Publ: Development Blog

v0.3.9 Released

Posted (5 years ago)

This entry marks the release of Publ v0.3.9. It has the following changes:

  • Added more_text and related functionality to image sets (an example being visible over here)
  • Improved and simplified the caching behavior (fixing some fiddly cases around how ETags and last-modified worked, or rather didn’t)

I also made, and then soon reverted, a change around how entry IDs and publish dates were automatically assigned to non-published entries. I thought it was going to simplify some workflow things but it only complicated the code and added more corner cases to deal with, all for something that doesn’t actually address the use case I was worried about. So never mind on that.

(What happened to v0.3.8? I goofed and forgot to merge the completed more_text et al changes into my build system first. Oops.)

See below for more on the caching changes.

Previously, I was trying to compute the ETag and Last-Modified for every page based on a rather conservative metric; basically it would try to find the most recently-modified file that was likely to affect the rendering of a page, and generate an ETag based on its file metadata and a Last-Modified based on its file modification time.

But determining which files were likely to contribute to the output is hard to do without simply running the template system, so it tried building a bunch of heuristics. And in the end it still ended up making it so that pretty much everything on the site either got the same ETag as everything else (making it not very useful for things that work by spidering the site, such as Pushl) or had a non-useful Last-Modified and this still required considerable file I/O to do.

Also it turned out that some of the caching logic was possibly doing weird things with the way that Flask-Caching works.

Now what I do is I just generate the page text and compute a hash of said text, and cache those together at the template rendering level, rather than at the route level. This turns out to be nearly as fast on a cache miss, and significantly faster on a cache hit, and the cache hits are themselves way more cacheable and there’s fewer edge cases to worry about and so on.

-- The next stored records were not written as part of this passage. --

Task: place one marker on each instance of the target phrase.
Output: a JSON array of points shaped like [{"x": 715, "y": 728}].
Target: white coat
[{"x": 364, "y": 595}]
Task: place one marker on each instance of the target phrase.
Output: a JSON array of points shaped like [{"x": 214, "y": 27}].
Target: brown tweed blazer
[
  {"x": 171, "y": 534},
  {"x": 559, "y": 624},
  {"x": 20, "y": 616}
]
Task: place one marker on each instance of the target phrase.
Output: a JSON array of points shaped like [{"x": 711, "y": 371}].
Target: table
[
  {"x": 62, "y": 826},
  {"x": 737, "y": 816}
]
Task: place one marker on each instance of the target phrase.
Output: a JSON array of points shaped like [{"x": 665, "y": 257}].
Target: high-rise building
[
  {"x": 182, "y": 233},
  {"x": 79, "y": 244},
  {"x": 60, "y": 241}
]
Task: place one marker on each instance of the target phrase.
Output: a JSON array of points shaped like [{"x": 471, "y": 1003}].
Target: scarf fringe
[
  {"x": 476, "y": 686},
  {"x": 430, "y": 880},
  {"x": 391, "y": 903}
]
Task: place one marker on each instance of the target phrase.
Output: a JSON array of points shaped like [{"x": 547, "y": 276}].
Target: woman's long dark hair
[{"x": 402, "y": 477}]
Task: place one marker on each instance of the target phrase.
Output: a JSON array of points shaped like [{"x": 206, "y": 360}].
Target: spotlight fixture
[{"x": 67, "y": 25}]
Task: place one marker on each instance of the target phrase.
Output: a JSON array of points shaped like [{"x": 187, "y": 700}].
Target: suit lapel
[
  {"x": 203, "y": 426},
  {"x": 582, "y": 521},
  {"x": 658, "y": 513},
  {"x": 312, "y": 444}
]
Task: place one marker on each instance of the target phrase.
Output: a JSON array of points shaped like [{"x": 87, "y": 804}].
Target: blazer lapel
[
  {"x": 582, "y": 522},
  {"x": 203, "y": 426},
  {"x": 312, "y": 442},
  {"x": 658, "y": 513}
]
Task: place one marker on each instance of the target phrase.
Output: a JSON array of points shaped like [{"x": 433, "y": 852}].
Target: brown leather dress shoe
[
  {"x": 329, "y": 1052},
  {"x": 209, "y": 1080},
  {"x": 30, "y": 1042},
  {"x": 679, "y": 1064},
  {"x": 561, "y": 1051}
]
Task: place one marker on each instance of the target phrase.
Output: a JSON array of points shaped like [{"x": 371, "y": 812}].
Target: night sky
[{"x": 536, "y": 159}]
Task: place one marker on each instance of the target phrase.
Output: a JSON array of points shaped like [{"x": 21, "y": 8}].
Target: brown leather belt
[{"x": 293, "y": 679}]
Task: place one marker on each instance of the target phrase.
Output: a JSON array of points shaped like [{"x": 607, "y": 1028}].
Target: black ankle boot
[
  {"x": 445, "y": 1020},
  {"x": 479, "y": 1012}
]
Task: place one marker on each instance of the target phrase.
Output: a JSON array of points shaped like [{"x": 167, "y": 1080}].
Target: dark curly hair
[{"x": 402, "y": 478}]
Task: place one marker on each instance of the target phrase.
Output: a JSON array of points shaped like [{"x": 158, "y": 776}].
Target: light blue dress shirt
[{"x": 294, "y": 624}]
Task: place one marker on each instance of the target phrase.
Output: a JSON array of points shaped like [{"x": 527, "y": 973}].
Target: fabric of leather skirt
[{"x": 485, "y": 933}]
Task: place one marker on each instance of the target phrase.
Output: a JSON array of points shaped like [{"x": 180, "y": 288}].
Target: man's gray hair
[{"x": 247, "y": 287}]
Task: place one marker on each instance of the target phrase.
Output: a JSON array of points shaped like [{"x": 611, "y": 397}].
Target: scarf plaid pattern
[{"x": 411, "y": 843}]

I also got rid of the Last-Modified check because anything which cares about this will be using an ETag anyway, and Last-Modified logic is hard to get right.

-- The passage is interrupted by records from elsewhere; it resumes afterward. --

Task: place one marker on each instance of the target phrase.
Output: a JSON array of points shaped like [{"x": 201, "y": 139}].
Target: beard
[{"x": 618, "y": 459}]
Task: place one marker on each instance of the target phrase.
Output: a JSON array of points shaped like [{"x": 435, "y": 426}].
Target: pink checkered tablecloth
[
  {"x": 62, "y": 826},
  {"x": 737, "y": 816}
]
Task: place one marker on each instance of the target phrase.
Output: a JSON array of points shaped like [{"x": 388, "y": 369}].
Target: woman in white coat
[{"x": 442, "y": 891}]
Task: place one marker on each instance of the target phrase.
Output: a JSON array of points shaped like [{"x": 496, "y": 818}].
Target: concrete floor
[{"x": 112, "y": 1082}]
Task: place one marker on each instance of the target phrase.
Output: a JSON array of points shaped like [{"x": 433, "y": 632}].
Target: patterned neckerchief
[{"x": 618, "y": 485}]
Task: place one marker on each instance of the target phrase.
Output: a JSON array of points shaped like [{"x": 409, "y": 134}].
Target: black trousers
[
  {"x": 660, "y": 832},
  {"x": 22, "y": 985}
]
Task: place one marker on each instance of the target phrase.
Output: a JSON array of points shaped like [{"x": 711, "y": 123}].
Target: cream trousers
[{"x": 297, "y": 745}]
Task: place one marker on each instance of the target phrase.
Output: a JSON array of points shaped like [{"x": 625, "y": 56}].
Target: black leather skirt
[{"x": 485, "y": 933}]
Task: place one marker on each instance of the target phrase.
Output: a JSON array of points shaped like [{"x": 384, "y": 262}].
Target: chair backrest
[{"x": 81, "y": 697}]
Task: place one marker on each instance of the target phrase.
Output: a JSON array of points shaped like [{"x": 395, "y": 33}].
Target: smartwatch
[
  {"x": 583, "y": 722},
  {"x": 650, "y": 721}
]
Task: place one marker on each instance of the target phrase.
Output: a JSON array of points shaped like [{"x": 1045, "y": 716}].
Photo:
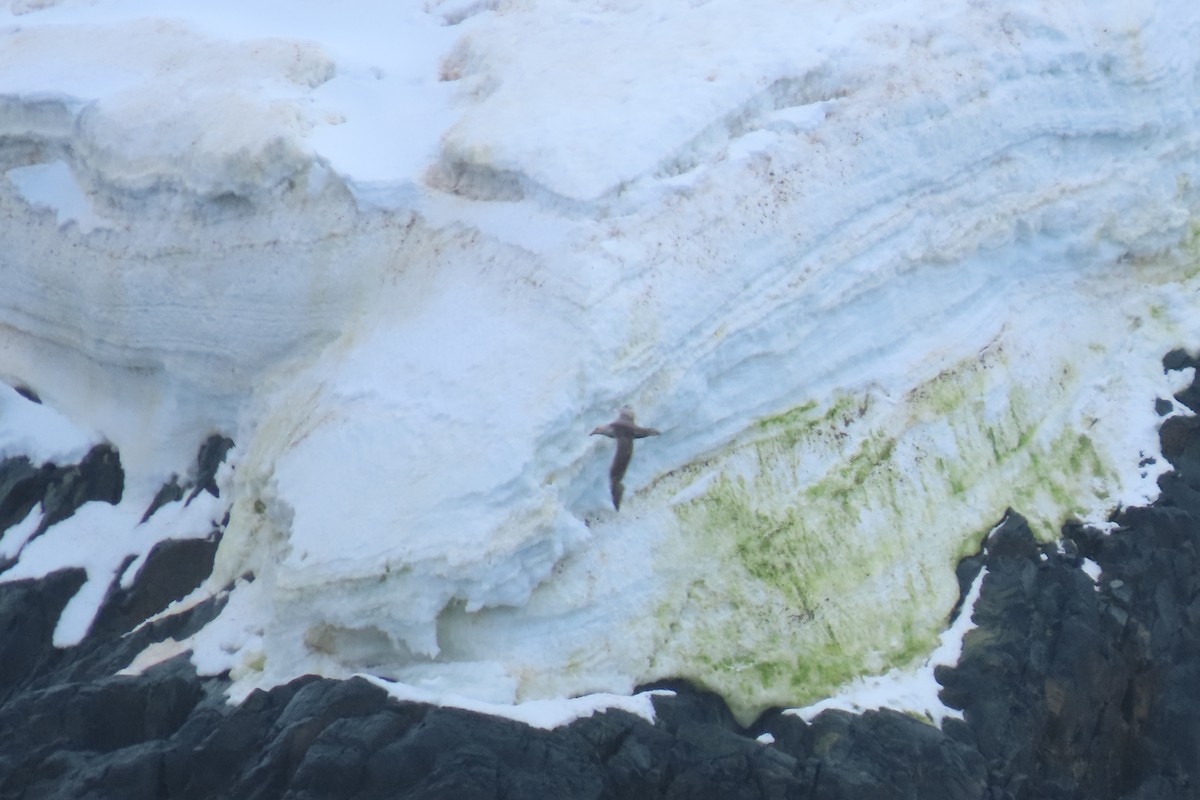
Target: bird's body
[{"x": 624, "y": 431}]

There’s probably a few things that could now be more efficient but those feel like micro-optimizations; for example, path redirection logic is no longer cached (but it’s pretty fast anyway), and I feel like making the website itself more cacheable (and more correctly cacheable) is worth it.

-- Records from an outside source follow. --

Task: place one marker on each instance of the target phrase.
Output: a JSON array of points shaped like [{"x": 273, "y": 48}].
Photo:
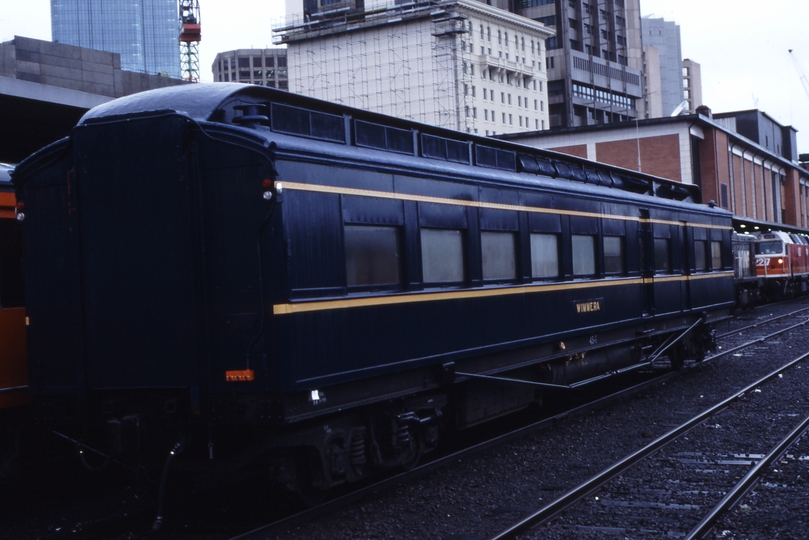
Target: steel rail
[
  {"x": 747, "y": 483},
  {"x": 765, "y": 321},
  {"x": 595, "y": 483}
]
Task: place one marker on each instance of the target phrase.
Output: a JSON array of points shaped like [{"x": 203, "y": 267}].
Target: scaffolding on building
[{"x": 404, "y": 60}]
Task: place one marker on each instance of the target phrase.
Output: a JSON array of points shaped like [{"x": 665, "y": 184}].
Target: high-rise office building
[
  {"x": 594, "y": 55},
  {"x": 264, "y": 67},
  {"x": 458, "y": 64},
  {"x": 144, "y": 32},
  {"x": 595, "y": 60},
  {"x": 664, "y": 36},
  {"x": 692, "y": 84}
]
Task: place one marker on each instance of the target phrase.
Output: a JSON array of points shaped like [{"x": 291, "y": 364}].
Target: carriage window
[
  {"x": 372, "y": 255},
  {"x": 584, "y": 249},
  {"x": 662, "y": 263},
  {"x": 716, "y": 255},
  {"x": 442, "y": 255},
  {"x": 613, "y": 255},
  {"x": 544, "y": 255},
  {"x": 699, "y": 255},
  {"x": 499, "y": 255}
]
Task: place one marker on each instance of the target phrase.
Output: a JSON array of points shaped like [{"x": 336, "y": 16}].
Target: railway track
[
  {"x": 262, "y": 504},
  {"x": 683, "y": 482},
  {"x": 270, "y": 530}
]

At some point I do need to run some sort of profiling tool on Publ to see where any actual code bottlenecks are; right now I mostly do smoke-test-type benchmarking and occasionally check to make sure my main website isn’t taking up significant CPU. I’d love to see if there’s any low-hanging fruit to make it scale even better though.

Update: Now that my sites are deployed on the new version, I can share some interesting timing information.

Before, a Pushl update of beesbuzz.biz and publ.beesbuzz.biz took around 45 seconds, mostly spent downloading every single entry (because caching is hard).

After, a Pushl update takes around 4 seconds. Meaning, it’s 10x faster – all because it can cache smarter and can simply ignore the vast majority of the feed content!

(And most of the time it takes is actually spent spinning up the pipenv.)